参考:自分に自信が持てない人へのカウンセリング

当事者が感じている気持ちを尊重する

 引きこもりの方の報道を見ると、ご本人の怠けや意識に言及する言い回しも多いですが、これは間違いです。きっかけとなる事柄に触れずに責任の所在は本人にあるとするのは社会の課題や支援者の落ち度をごまかすことに繋がるように思います。引きこもりを続けている方は日々、恐怖や不安と戦っているはずです。その恐怖や不安のガス抜きがまずは大切です。とはいえ、ガス抜きをするための穴を作るだけでも多大な時間を要することが常です。

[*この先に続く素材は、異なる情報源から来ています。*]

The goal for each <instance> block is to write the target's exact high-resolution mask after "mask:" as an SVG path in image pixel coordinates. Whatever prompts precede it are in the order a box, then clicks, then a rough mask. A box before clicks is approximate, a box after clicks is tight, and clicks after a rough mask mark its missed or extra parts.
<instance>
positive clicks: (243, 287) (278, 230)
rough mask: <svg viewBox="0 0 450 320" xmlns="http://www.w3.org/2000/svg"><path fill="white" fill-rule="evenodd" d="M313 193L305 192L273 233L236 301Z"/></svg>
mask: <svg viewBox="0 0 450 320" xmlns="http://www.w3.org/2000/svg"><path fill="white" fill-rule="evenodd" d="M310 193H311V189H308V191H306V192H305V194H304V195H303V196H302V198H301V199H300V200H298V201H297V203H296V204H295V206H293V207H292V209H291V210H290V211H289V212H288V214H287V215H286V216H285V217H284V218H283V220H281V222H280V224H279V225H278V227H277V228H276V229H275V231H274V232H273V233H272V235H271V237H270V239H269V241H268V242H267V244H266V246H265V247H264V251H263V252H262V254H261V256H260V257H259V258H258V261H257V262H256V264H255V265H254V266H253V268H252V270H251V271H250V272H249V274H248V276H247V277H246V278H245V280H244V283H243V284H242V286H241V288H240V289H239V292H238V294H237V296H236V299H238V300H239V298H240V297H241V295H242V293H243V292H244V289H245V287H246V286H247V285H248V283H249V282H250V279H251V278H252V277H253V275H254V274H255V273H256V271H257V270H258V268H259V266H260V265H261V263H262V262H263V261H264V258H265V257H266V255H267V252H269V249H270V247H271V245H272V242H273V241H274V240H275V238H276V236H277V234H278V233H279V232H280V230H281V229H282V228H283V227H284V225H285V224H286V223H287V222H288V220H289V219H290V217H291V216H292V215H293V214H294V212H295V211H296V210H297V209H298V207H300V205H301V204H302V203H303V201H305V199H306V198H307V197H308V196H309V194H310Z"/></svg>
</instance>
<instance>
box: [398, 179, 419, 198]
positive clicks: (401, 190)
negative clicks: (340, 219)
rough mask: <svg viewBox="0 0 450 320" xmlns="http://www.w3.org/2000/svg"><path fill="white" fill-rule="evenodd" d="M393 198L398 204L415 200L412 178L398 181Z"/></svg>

 引きこもりの方が自分で相談に来ることはまずありません。外界と接触することは自分の置かれている現実を突きつけられることになるため、心は危機的な局面を迎えることになるからです。それほどの恐怖を感じる場面に自ら出向くことが難しいのは当然ですから、ご本人の選択は尊重される必要があります。ご本人を相談につなげるために、ご家族が強制的に引きずり出すことや、第三者の強引な介入などを耳にすることがありますが、非常に危険な対応となりますので慎重に判断をするべきです。

引きこもり問題への対応

 引きこもりのご相談の多くがご家族のお話から始まります。そして、解決するまでには長い期間を要しますので、まずはご家族の方がホッとできる時間を作ることが優先です。一つ屋根の下にいる引きこもり当事者とご家族の間では、自分たちの心の距離が適切か否かを判断することが難しい状況に置かれるため、現状を客観的に眺める機会を作ることが必要となります。

 続いて当事者への働きかけが始まります。それには第三者の支援が必要になりますので、まずは訪問などをしてくれる地域の保健所に相談をしてみるのが一番だと思います。

 引きこもり支援では「就労を」という話がキーワードになりやすいですが、通常、就労はずっと先の目標です。まずは家族で会話が出来るようになること、次に家に来る保健師さんなどとお話が出来ること、などのステップを踏む必要があります。保護者やご家族の方に焦るなというのは酷ですが、焦る気持ちには人間関係に溝を作るリスクが含まれていることは間違いありません。焦りの気持ちを感じるようでしたら早めに第三者である相談機関を利用して欲しいと思います。

参考

  • 日本臨床心理士会(監修)(2017). 「ひきこもりの心理支援-心理職のための支援・介入ガイド」金剛出版.